An overhaul of competition is a cornerstone of Italy’s EUR200 billion worth recovery plan set to be implemented by 2026.
Over the next few years the EU aid could trigger an overall 4% rise in growth, provided the funds are timely and efficiently deployed and structural reforms implemented at the same time, sources warned, adding how boosting liberalism will affect every key mission of the recovery plan.
The core of the plan is the so-called Green Revolution and Ecological Transition, for which a new ministry has been specifically created, which will benefit from EUR69 billion aimed at boosting waste recycling, energy efficiency of pubic buildings such as hospital and schools, and research in the use of hydrogen as alternative energy.
Another top priority are investments in digital innovation and infrastructures and in the ecological transition to a more inter-connected, ‘green’ economy.
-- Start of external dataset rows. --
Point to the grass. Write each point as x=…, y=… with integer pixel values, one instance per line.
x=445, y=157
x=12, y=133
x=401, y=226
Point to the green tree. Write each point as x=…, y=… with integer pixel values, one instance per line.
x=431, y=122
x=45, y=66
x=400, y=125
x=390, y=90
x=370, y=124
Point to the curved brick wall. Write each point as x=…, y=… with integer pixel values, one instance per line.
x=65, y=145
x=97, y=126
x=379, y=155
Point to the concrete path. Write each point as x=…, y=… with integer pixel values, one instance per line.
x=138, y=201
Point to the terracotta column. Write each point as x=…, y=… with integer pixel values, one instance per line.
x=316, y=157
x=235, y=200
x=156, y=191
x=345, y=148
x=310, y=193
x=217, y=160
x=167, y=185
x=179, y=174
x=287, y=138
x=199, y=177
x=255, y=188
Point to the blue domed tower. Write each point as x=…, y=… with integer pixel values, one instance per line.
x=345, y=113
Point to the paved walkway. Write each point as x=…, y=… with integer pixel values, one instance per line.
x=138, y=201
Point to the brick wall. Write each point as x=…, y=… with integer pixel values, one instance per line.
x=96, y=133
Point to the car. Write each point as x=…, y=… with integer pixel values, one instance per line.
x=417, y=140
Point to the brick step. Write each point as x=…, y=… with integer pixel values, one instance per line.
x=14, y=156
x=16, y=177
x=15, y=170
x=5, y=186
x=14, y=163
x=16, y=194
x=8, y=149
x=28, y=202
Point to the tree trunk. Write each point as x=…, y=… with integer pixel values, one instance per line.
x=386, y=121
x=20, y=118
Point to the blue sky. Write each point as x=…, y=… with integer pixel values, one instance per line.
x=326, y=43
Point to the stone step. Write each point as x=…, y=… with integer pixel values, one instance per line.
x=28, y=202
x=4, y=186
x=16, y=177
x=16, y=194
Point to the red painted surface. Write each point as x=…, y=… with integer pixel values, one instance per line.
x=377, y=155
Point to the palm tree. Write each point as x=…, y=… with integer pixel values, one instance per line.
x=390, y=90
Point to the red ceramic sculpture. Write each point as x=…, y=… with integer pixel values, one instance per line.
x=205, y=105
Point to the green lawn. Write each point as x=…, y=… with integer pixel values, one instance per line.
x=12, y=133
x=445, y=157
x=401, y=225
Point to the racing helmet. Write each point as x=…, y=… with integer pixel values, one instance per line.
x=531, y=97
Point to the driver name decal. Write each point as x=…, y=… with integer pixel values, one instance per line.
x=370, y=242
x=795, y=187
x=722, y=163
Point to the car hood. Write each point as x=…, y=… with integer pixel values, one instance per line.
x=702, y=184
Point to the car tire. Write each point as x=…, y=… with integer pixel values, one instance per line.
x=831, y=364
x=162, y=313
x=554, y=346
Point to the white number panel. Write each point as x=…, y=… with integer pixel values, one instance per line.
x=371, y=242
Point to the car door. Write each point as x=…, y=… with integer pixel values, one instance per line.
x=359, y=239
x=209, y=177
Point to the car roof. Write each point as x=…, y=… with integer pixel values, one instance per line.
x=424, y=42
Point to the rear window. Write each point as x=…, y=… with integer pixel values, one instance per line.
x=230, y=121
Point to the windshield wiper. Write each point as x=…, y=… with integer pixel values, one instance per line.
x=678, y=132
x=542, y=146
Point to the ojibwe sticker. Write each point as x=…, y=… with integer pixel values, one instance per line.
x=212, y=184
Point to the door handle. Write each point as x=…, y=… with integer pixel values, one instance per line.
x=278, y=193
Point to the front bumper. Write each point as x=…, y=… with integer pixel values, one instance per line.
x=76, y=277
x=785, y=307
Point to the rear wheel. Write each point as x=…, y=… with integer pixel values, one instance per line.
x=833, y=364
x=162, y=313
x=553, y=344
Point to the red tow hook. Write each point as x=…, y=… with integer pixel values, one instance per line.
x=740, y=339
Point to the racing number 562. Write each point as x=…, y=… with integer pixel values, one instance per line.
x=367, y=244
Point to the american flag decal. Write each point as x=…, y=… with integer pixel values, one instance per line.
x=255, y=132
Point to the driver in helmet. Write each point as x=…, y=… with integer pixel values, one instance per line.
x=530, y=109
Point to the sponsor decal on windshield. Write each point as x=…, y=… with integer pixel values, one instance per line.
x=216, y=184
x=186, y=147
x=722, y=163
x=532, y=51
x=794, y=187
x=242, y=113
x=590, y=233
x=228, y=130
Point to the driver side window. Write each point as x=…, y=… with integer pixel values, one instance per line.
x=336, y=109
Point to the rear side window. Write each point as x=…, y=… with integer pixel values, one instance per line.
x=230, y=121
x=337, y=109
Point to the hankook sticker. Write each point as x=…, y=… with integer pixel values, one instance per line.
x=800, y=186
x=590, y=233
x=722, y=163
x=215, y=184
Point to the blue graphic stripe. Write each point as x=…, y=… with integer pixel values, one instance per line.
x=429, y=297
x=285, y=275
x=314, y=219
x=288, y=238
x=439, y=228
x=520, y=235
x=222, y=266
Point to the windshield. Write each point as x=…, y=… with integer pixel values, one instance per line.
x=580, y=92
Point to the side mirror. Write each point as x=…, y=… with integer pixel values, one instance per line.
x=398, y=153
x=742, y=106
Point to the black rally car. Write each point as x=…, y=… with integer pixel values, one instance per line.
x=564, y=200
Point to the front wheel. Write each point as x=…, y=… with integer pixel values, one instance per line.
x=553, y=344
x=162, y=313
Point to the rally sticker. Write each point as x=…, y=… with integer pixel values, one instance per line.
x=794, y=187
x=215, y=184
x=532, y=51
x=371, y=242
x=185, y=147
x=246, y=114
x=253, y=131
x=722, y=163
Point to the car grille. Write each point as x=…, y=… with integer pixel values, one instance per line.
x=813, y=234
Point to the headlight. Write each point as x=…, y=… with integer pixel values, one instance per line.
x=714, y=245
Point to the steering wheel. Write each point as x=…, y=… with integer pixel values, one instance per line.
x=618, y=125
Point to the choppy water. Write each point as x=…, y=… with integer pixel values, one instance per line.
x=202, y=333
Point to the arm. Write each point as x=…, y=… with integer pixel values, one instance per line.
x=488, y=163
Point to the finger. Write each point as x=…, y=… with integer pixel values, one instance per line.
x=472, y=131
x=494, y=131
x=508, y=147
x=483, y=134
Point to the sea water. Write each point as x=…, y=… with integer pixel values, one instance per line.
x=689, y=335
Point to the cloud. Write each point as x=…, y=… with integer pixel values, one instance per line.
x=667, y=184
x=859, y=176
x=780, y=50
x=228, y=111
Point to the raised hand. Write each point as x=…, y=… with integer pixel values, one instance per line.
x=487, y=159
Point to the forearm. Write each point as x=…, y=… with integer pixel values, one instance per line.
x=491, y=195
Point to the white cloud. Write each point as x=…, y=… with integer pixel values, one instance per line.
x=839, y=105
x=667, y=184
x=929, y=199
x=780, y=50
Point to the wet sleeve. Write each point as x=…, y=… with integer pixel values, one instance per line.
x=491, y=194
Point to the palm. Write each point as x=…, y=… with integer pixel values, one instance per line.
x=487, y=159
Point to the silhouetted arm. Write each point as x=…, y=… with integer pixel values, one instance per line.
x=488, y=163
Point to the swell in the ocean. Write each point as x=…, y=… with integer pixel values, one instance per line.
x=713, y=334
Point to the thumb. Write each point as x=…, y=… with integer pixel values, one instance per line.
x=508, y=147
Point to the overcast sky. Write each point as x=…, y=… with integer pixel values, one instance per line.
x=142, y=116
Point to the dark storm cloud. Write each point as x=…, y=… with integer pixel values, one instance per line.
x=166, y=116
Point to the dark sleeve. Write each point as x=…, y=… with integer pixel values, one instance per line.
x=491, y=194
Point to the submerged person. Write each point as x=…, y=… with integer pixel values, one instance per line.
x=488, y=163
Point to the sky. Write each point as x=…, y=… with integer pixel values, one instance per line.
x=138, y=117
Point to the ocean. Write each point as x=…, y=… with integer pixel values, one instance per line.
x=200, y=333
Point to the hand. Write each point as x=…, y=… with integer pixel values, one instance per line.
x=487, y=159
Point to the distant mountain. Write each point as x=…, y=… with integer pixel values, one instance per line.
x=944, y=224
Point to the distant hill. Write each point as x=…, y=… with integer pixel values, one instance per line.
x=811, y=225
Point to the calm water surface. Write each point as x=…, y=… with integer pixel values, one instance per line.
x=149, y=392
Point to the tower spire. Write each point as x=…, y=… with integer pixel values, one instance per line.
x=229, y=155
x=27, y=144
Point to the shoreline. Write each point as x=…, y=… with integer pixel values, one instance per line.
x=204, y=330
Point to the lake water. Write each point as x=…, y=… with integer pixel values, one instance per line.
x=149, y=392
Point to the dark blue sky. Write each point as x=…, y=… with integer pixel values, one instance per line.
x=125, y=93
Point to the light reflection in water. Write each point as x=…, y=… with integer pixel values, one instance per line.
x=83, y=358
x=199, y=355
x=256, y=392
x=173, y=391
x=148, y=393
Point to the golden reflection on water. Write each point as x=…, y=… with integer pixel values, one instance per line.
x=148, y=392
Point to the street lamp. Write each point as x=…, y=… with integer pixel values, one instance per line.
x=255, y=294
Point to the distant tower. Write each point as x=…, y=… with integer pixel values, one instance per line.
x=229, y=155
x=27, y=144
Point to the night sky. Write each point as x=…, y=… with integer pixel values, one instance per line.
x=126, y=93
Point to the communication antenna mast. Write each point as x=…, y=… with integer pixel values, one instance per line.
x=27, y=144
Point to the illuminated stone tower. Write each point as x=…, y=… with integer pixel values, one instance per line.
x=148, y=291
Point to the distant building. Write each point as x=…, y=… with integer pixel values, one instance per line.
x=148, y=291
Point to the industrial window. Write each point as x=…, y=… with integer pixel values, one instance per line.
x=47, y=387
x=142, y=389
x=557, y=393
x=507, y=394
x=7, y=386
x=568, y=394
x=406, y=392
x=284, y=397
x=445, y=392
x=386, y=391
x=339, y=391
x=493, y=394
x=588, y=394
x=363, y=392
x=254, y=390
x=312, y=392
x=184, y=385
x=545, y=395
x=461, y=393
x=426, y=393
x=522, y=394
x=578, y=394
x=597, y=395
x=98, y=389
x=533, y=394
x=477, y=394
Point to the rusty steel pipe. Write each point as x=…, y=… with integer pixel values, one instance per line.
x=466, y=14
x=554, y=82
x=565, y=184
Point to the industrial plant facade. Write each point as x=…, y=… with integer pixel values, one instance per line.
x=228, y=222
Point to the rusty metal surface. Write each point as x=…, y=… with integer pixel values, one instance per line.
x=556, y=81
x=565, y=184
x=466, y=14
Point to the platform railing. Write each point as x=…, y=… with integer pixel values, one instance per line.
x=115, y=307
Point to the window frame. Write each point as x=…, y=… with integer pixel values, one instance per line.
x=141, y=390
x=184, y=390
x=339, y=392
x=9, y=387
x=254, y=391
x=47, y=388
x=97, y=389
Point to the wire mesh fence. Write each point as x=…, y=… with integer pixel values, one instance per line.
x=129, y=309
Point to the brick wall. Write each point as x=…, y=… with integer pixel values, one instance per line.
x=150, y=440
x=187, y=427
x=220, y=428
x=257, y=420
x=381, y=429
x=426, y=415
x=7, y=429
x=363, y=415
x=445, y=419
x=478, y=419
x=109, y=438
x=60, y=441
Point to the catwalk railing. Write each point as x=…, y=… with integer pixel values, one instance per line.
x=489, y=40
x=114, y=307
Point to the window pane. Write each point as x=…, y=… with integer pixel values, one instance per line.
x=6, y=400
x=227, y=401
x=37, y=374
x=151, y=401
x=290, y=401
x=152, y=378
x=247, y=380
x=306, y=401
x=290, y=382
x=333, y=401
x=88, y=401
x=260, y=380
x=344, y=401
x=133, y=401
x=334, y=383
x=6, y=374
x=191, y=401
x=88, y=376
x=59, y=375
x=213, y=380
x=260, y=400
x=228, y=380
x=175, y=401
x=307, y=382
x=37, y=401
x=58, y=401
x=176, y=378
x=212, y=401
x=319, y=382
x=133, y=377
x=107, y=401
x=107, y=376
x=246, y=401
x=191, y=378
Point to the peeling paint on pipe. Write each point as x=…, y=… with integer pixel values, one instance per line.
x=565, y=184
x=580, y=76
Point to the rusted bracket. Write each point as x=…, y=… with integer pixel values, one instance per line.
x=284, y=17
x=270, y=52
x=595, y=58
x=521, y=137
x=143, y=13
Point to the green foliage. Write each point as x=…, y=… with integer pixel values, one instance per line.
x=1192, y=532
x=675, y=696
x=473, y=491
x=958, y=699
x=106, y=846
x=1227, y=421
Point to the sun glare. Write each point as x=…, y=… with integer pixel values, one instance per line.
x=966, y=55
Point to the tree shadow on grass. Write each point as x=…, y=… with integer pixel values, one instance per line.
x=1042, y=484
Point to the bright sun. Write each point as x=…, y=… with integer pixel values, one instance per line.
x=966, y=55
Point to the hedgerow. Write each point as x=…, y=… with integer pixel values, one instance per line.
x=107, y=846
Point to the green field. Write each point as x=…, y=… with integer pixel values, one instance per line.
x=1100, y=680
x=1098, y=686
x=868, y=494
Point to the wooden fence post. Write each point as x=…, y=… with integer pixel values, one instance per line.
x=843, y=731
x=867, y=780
Greater competition will involve high-speed internet providers with the goal to have all Italians connected by 2026 and to bring ultra-fast broadband networks to 8 million families and businesses over the next few years.
Roughly €31 billion will be invested in strategic infrastructures for sustainable mobility including the extension of high-speed railway, road maintenance and ‘green’ environmental-friendly ports.
A total of approximately €49 billion will go into a digital revolution of enterprises, the public administration and tourism.
“To be able to do all this, in the right way, Italy needs firms which are more competitive, a more transparent access to the free market and smoother investments procedures,” said the Democrat source. “But in order to do so we need to prepare the framework within which economic operators can interact and provide the best services to people.”